Herat'a geldi ve şehrin beş kilometre dışında Herat Valisi Şahruh tarafından Askeri Tören'le karşılandı. 

16 yaşında Türkistan ve Maveraunnehr Valisi olan Timur'un torunu Uluğ Bey'in evlenme akdini yaptı ve bir de Nikah Hutbesi irad eyledi. 

Kendi arzuu dışında Şi-raz'a Kadı tayin edildi. 

"el-Ikdu'l-Leali fi Ehadfsi'l-Muselseleti'l-Avali" isimli eserini de burada tamamladı.

1420 de, IV. haccını yapmak üzere giderken Basra'ya uğradı ve Tabir b. Aziz el-Isbahani'ye, "Neşr-i Kebir" ile "Tayyibe"yi okuttu. 
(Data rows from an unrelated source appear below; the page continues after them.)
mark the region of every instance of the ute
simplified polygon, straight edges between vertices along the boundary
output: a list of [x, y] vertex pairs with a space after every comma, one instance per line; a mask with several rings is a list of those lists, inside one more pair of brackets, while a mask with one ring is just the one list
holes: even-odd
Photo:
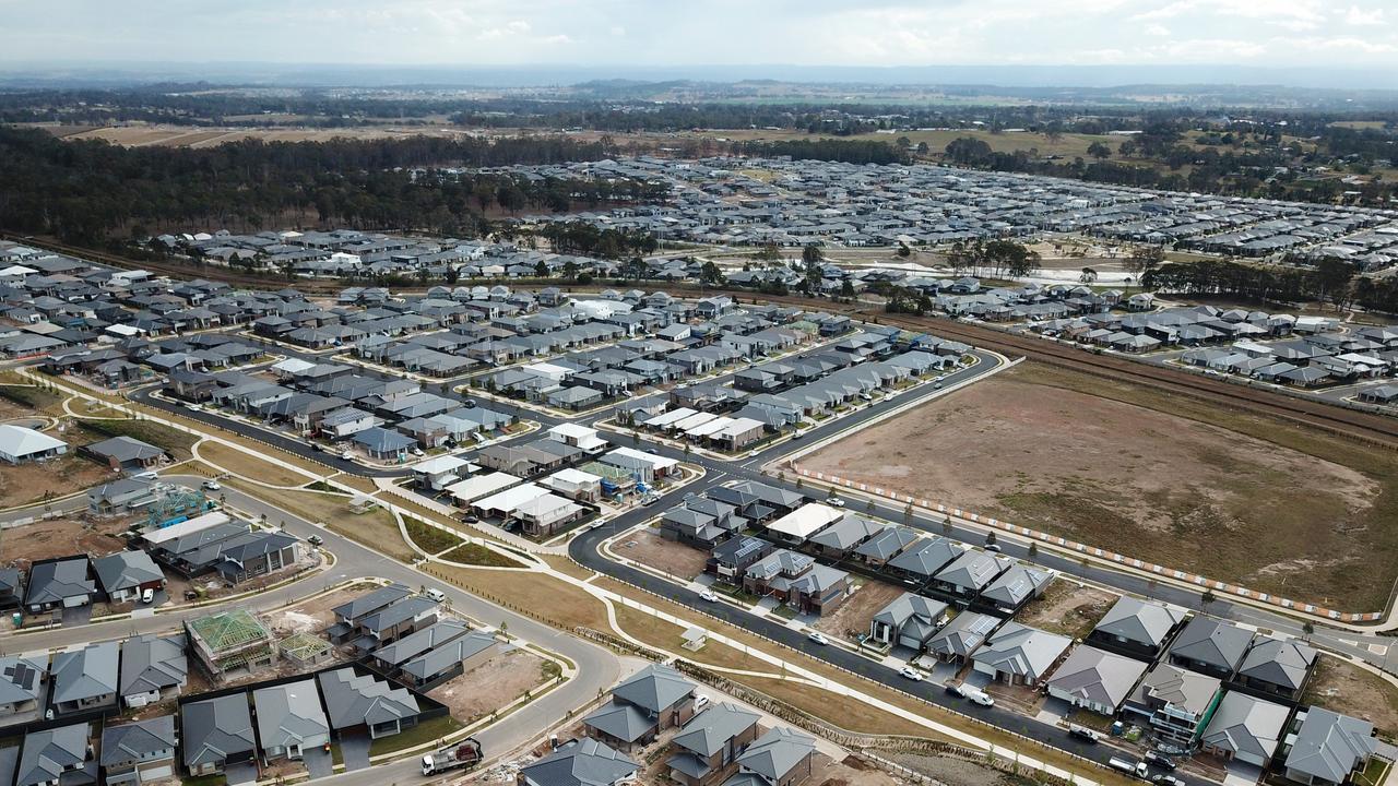
[[422, 775], [436, 775], [450, 769], [475, 766], [482, 758], [481, 743], [467, 737], [456, 745], [432, 751], [422, 757]]

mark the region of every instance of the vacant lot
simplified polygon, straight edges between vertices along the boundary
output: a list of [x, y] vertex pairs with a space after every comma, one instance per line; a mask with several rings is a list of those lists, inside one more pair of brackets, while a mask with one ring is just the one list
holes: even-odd
[[854, 594], [844, 599], [839, 608], [821, 617], [815, 627], [844, 639], [854, 638], [851, 634], [867, 634], [870, 620], [900, 594], [903, 594], [903, 587], [898, 585], [865, 580], [860, 589], [854, 590]]
[[124, 522], [87, 523], [78, 519], [53, 519], [4, 530], [0, 536], [0, 564], [28, 566], [39, 559], [88, 554], [105, 557], [126, 548], [116, 533]]
[[1374, 724], [1380, 737], [1398, 740], [1398, 688], [1346, 660], [1321, 655], [1302, 703], [1362, 717]]
[[1082, 639], [1116, 601], [1117, 596], [1110, 592], [1079, 589], [1076, 582], [1058, 579], [1048, 585], [1043, 596], [1029, 601], [1015, 620], [1030, 628]]
[[802, 463], [1346, 611], [1398, 571], [1398, 459], [1023, 364]]
[[447, 680], [428, 691], [428, 695], [452, 708], [452, 717], [471, 723], [509, 705], [524, 691], [544, 684], [548, 680], [544, 676], [545, 663], [548, 662], [531, 652], [513, 649]]
[[698, 548], [665, 540], [657, 530], [640, 530], [612, 543], [612, 551], [671, 576], [692, 579], [703, 573], [707, 555]]

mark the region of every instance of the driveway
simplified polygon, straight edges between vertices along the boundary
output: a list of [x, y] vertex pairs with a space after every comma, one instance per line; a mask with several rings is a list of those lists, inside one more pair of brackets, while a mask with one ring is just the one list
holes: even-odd
[[355, 731], [340, 736], [340, 755], [345, 762], [345, 772], [369, 768], [369, 733]]
[[306, 772], [310, 773], [312, 780], [330, 778], [336, 773], [334, 757], [324, 748], [306, 748], [301, 751], [301, 758], [306, 764]]

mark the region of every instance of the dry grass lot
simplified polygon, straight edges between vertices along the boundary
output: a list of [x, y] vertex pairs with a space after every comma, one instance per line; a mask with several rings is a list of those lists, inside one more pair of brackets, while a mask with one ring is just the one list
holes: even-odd
[[123, 530], [126, 523], [120, 519], [91, 524], [80, 519], [53, 519], [8, 529], [0, 534], [0, 564], [28, 566], [73, 554], [105, 557], [126, 548], [126, 541], [116, 537]]
[[665, 540], [658, 530], [653, 529], [644, 529], [614, 541], [612, 552], [682, 579], [692, 579], [703, 573], [703, 565], [707, 561], [703, 551]]
[[42, 463], [0, 464], [0, 508], [67, 496], [117, 477], [74, 450], [70, 445], [69, 453]]
[[1380, 737], [1398, 740], [1398, 688], [1339, 657], [1321, 655], [1302, 703], [1362, 717]]
[[802, 466], [1346, 611], [1398, 573], [1398, 457], [1036, 364]]
[[844, 599], [833, 613], [821, 617], [815, 627], [832, 636], [854, 638], [850, 634], [867, 634], [870, 620], [903, 594], [903, 587], [886, 582], [865, 580], [854, 594]]
[[520, 698], [547, 681], [547, 662], [523, 649], [499, 653], [478, 666], [428, 691], [428, 695], [452, 708], [452, 717], [471, 723]]
[[1083, 639], [1116, 601], [1117, 596], [1110, 592], [1079, 589], [1076, 582], [1060, 578], [1048, 585], [1043, 596], [1029, 601], [1015, 615], [1015, 621], [1050, 634]]

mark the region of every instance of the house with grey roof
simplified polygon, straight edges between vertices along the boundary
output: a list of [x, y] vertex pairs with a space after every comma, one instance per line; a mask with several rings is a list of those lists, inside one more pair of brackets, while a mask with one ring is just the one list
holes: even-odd
[[1313, 706], [1296, 713], [1295, 731], [1286, 737], [1285, 772], [1289, 780], [1310, 786], [1338, 786], [1363, 772], [1378, 750], [1374, 724]]
[[407, 689], [356, 674], [354, 669], [323, 671], [320, 695], [324, 698], [330, 727], [338, 734], [366, 731], [370, 738], [389, 737], [417, 726], [421, 708]]
[[1009, 621], [986, 639], [970, 660], [976, 671], [1011, 685], [1036, 685], [1072, 645], [1068, 636]]
[[49, 657], [45, 653], [0, 657], [0, 712], [17, 715], [38, 709], [48, 676]]
[[158, 715], [102, 730], [98, 764], [108, 786], [140, 786], [175, 776], [175, 716]]
[[24, 736], [14, 786], [87, 786], [96, 783], [92, 724], [74, 723]]
[[257, 740], [264, 762], [296, 761], [306, 748], [330, 744], [330, 723], [320, 709], [315, 680], [298, 680], [253, 691]]
[[745, 745], [758, 737], [759, 715], [721, 702], [693, 716], [675, 734], [665, 761], [670, 779], [685, 786], [713, 786], [731, 775]]
[[622, 786], [635, 783], [640, 765], [597, 740], [572, 740], [520, 768], [519, 786]]
[[965, 662], [998, 627], [998, 617], [962, 611], [927, 641], [927, 652], [937, 660]]
[[189, 678], [183, 634], [145, 634], [122, 642], [117, 694], [126, 706], [145, 706], [179, 695]]
[[583, 719], [589, 737], [621, 750], [654, 740], [661, 729], [695, 715], [696, 685], [674, 667], [654, 663], [612, 688], [612, 701]]
[[257, 738], [247, 694], [187, 702], [180, 706], [180, 752], [192, 776], [231, 769], [257, 772]]
[[1237, 688], [1295, 705], [1316, 671], [1317, 653], [1296, 639], [1260, 638], [1247, 650], [1233, 683]]
[[1195, 617], [1170, 645], [1170, 663], [1219, 680], [1230, 680], [1243, 663], [1251, 642], [1251, 631], [1212, 617]]
[[738, 755], [738, 775], [756, 775], [766, 786], [791, 786], [811, 775], [814, 762], [812, 737], [786, 726], [774, 726]]
[[55, 713], [82, 712], [116, 705], [117, 642], [99, 642], [53, 656], [53, 692], [49, 703]]
[[1048, 695], [1111, 716], [1121, 709], [1146, 667], [1123, 655], [1079, 646], [1048, 678]]
[[1188, 745], [1222, 698], [1222, 687], [1218, 677], [1156, 663], [1131, 691], [1121, 710], [1125, 717], [1149, 723], [1162, 738]]
[[1183, 611], [1162, 603], [1123, 596], [1088, 634], [1088, 643], [1152, 662], [1170, 642], [1181, 622], [1184, 622]]
[[889, 646], [923, 652], [928, 639], [946, 624], [946, 604], [905, 592], [870, 620], [870, 638]]
[[1199, 748], [1226, 759], [1267, 768], [1282, 743], [1290, 708], [1230, 691], [1199, 736]]
[[117, 551], [92, 559], [92, 572], [113, 603], [134, 601], [145, 590], [165, 589], [165, 573], [144, 551]]

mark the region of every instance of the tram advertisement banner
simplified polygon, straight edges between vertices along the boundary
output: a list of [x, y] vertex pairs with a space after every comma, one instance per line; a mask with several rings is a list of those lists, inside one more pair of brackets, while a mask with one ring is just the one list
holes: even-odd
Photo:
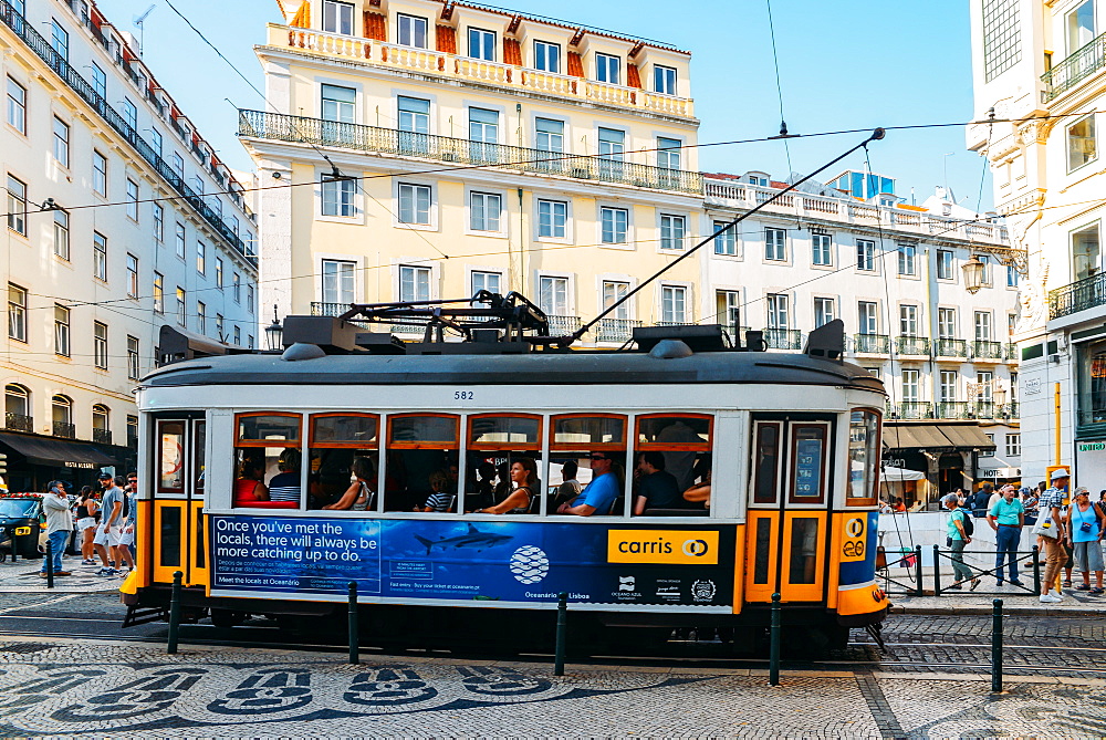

Sonra yine bu yolculukta, "ed-Düratu'l-Mudi'e" isimli eserini nazmeyledi.

1425'de, Irak üzerinden Acemistan Şiraz'a dönen İbnu'l-Cezeri, bir sefer de, ticaret maksadıyla Yemen'e yapmıştır. 

O günün Yemen Valisi nezdinde Hadis okutmuş ve onun iltifatına mazhar olarak büyük bir zenginlikte Mekke'ye dönmüştür. 

Nihayet Hicretin 833'ncü ve Miladın 1429 ncu senesi, Rabiulevvel Ayı'nın 5. günü Cum'a vaktinden evvel kuşluk saatlarında, 

Şiraz'daki Ayakkabıcılar Çarşısı'nda bulunan evinde vefat etti.